# Lockdown freemasonry



## Gordon Michie (Apr 10, 2020)

Evening, 

I am the current RWM of The Lodge, Hope of Kurrachee no 337 in the Province of Fife and Kinross, Grand Lodge of Scotland.

PM of Lodge Earl Haig 1260 and a member of Internet Lodge EC

Exploring more ways to use the web in this strange world we live in just now.


----------



## Glen Cook (Apr 10, 2020)

Welcome.


----------



## Chaz (Apr 10, 2020)

Greetings and welcome to the forum!


----------



## Les Verts (Apr 11, 2020)

Gordon Michie said:


> Evening,
> 
> I am the current RWM of The Lodge, Hope of Kurrachee no 337 in the Province of Fife and Kinross, Grand Lodge of Scotland.
> 
> ...


----------



## Les Verts (Apr 11, 2020)

Very unusual name for a Fife lodge, ken?


----------



## Warrior1256 (Apr 11, 2020)

Greetings and welcome to the forum Brother.


----------



## Brother JC (Apr 14, 2020)

Les Verts said:


> Very unusual name for a Fife lodge, ken?

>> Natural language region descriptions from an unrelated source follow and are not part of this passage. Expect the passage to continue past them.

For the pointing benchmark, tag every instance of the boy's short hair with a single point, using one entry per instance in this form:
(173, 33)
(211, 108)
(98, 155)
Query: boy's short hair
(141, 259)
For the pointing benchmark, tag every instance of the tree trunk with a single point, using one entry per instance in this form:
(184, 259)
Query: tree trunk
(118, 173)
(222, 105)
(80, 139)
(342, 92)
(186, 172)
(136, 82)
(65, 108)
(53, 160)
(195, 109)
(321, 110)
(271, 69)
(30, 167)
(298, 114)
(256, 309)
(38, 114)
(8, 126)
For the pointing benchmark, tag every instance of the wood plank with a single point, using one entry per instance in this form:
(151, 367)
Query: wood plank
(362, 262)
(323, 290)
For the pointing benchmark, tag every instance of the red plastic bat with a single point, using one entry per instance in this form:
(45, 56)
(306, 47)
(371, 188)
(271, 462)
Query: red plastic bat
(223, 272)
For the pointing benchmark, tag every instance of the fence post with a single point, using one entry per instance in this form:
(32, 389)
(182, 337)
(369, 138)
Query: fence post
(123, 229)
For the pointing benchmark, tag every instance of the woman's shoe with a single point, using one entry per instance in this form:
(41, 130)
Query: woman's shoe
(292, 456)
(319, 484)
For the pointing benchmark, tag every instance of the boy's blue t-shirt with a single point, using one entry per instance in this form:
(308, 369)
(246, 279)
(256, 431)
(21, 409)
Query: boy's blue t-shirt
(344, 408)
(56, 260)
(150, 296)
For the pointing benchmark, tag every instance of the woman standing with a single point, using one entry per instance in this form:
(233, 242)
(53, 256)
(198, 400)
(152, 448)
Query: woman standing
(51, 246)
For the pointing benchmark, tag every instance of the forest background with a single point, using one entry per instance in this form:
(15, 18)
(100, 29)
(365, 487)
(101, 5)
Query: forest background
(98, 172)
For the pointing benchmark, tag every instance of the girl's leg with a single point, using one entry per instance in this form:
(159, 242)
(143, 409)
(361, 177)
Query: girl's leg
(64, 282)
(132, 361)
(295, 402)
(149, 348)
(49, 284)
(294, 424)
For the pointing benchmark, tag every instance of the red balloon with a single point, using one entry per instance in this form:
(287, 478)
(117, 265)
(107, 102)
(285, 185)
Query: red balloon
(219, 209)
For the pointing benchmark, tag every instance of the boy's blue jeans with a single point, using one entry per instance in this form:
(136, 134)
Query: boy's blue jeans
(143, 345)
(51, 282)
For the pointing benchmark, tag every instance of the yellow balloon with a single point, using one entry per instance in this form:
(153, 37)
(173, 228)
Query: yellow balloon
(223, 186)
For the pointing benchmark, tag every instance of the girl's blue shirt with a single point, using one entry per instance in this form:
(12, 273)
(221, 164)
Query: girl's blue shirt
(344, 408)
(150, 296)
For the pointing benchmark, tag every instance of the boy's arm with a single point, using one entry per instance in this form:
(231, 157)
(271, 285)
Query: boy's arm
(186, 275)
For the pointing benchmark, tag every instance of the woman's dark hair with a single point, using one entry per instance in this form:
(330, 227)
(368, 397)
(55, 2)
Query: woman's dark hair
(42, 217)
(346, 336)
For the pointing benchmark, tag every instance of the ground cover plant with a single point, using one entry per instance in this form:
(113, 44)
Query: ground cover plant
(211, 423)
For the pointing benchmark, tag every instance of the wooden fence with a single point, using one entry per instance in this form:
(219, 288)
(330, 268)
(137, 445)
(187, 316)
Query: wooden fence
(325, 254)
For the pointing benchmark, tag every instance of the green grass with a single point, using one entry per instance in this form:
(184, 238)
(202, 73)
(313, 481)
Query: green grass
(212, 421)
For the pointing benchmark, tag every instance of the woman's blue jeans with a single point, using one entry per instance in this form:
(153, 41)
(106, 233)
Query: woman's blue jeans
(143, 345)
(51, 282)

Constituted in India in 1842... seems quite usual under the circumstances.


----------



## Bloke (Apr 14, 2020)

Greetings and welcome


----------



## Agent orange (Apr 15, 2020)

Gordon Michie said:


> Evening,
> 
> I am the current RWM of The Lodge, Hope of Kurrachee no 337 in the Province of Fife and Kinross, Grand Lodge of Scotland.
> 
> ...



Greetings from darkest Larkhall and Colorado.


Sent from my iPad using My Freemasonry Mobile


----------



## Mark Stockdale (Apr 21, 2020)

So you found the forum then Gordon


----------



## Mike Martin (Apr 21, 2020)

Greetings from Engerland


----------